By the second week, I began to accept that she’d not write me back. Sending letters was stupid, no one did it anymore…why hadn’t I just texted her instead? Wanda could have given me her number and trusted that I wouldn’t abuse it, but no. I had to write an archaic letter, hoping she’d read it and actually have the time to write one back.
That day, when I arrived home, my dad was doing particularly shitty and my mood sucked, so much so I considered going to the stupid fight ring Luke was a part of.
But then I got to my room, and there it was. A pristine, white envelope with my name on it. I ripped into it so fast, I thought I might ruin the actual letter inside.
Dear Jamie,
Hi. Wow, this is slightly awkward, but I got your letter. And it really shocked me that you actually wrote it…mom told me you’d stopped in and asked about me. I guess I’m not sure how to feel about that, but after arguing with myself about writing you back, I finally just decided, what the hell. What could it hurt?
So here you go, Jameson King. I miss you. Not sure how else to say that, but I do. I hope you can forgive me for graduating early, and then leaving. I took your advice…

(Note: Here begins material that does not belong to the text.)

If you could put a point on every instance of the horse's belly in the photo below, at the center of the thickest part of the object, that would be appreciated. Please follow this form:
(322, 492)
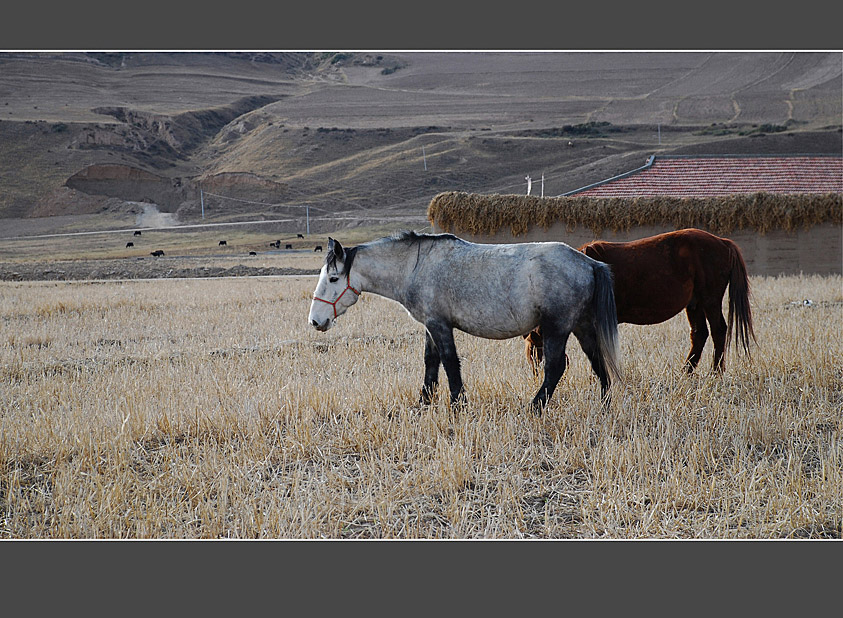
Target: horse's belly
(493, 327)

For some reason, I was hoping you’d be proud of me, even though I still sort of hate you. I moved to a tiny town outside of DC. I like it, it’s busy and the city has certainly impacted all the outlier suburbs with how fast paced and hard people are, but I like it. I started going to a photography school. Okay, that’s not true. I’m working a full-time job as a receptionist while taking night classes at the local community college, but it’s still fun.
I’m enjoying life.
I’m free of the club, and I’m done pining after people who don’t want me. Feels good to be free.

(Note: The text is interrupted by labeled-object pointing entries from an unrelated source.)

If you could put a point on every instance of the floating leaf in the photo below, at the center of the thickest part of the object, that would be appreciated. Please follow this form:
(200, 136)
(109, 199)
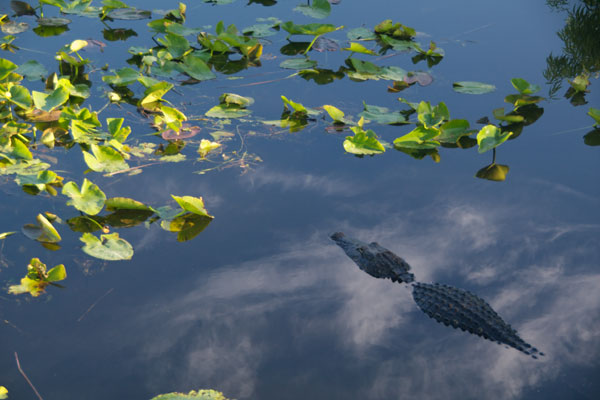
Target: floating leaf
(192, 204)
(53, 22)
(336, 115)
(129, 14)
(595, 113)
(227, 111)
(452, 131)
(13, 28)
(109, 247)
(298, 63)
(32, 70)
(382, 115)
(493, 172)
(491, 136)
(187, 226)
(206, 146)
(363, 142)
(470, 87)
(523, 86)
(359, 48)
(196, 67)
(6, 67)
(44, 231)
(419, 138)
(104, 159)
(125, 203)
(318, 9)
(49, 101)
(193, 395)
(361, 34)
(322, 44)
(90, 199)
(37, 278)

How’s your dad and mom doing? Luke mentioned things were pretty rough. My mom doesn’t really tell me much, but I know everyone must be so worried. I’m sending you a virtual hug, and all the prayers. No one ever knew this, but I like to make wishes with wildflowers. I press them into my journal and let them dry there as a reminder of my wish. I’ve done so many for your dad. He’s a good man, and we need him here.
I enjoyed hearing from you, Jamie. Please write to me again…I’m even leaving a return address, so you don’t have to go through my mom.
- Pen.
PS- Did you know ravens can live anywhere? I sort of love that.
I reread the letter three times, trying to ignore the fact that she’d already been in contact with Luke. I hated that I’d upset her so much that we weren’t even friends anymore. The initial reaction in my chest was to just ignore her letter, and let the past dim into dust. But each day I didn’t write her back felt like a fire was scorching my lungs from the inside out.
So I wrote, and the fire would ease.
Only to return if too much time had passed.
But by the second week, another letter arrived and somehow, someway, we seemed to fall back into place.
Each and every letter was a glimpse into her life, and with each and every letter, she’d lightly mention the fact that I wasn’t the only person from home she was talking to…and I wasn’t sure what to do with that.